No other rabbis accepted the idea, but the man refused to accept their perspective unless he was shown an explicit Talmudic statement to that effect. R. Spektor bemoans a world in which a Jew allows himself to take such a position [it’s not his place to doubt rabbinic authorities nor to tell them what sources he is willing to accept as proof].

In this case, it’s also silly, because a plethora of such sources prove the point. He mentions Sanhedrin 44a, which tells us a Jew remains a Jew despite his/her sins [so converting out has less halachic meaning than this man wanted to attach to it], and Yevamot 47b, which validates the kiddushin of someone who has left the religion [so his halachic acts still count].

Rashi attributes Yevamot’s rule to the impossibility of shucking one’s Jewish status. Once we know someone who left observance can create kiddushin, there’s no way the leaving would abrogate an existing kiddushin.

Finally, the first Mishnah in Kiddushin lists the ways a woman can exit a marriage, which the Gemara sees as a complete list (and apostasy is not on the list; here, though, the counterargument would be to say the list was complete regarding halachically acceptable ways to end a marriage, not all effective ones).
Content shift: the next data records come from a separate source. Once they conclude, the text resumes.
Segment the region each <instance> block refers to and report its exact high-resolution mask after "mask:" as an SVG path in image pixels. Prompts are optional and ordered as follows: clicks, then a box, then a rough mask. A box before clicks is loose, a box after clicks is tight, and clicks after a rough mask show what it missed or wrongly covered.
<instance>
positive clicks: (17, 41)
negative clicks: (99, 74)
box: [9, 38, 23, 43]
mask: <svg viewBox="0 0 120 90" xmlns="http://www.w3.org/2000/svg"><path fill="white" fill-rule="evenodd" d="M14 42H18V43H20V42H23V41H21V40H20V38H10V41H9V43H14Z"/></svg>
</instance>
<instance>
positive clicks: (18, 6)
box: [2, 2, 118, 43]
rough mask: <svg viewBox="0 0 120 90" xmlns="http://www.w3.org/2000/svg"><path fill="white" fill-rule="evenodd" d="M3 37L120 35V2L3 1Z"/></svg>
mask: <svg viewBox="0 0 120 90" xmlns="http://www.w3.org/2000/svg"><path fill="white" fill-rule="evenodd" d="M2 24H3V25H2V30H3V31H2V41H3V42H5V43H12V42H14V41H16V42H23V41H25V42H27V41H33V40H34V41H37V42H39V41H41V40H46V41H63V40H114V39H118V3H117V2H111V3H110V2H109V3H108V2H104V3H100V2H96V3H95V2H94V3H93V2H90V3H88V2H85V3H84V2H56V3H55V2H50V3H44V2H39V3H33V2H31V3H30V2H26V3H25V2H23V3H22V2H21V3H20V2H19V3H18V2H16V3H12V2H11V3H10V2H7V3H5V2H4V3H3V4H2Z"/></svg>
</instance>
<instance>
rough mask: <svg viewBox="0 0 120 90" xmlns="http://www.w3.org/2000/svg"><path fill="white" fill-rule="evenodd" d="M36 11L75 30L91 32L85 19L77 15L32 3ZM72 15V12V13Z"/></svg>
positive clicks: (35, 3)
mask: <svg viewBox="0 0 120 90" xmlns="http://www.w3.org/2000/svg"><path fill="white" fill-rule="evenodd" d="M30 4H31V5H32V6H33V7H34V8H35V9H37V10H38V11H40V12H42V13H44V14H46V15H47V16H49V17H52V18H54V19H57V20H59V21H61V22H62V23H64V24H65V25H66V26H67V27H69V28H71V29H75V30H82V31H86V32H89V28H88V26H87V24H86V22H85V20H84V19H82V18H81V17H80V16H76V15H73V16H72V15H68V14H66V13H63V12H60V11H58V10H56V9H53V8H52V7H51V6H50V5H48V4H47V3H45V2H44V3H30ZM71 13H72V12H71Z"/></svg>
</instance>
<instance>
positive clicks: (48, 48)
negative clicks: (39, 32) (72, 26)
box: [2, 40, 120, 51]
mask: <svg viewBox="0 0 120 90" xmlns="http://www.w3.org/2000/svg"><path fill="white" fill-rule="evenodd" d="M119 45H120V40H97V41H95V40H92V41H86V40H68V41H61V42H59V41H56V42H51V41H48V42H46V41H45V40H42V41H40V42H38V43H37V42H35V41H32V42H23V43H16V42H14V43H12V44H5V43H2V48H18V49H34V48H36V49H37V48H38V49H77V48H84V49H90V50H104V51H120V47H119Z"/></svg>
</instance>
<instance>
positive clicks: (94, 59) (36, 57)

R. Spektor says he’s not going to bother to offer other proofs, since the principle is said clearly in too many places (he does point to Shulchan Aruch Yoreh De’ah 159;2, which prohibits borrowing at interest from an apostate—Shulchan Aruch does allow lending such a Jew at interest, but Rema disagrees, and it’s likely a kenas, a fine, on the apostate, rather than a claim that s/he no longer counts as Jewish).

The responsum takes up one more issue, how to write a certain man’s name in a get, but this is as far as he goes with the topic that links his responsum to the one Netzivwrote that same day, how we do or do not end marriages in complicated situations.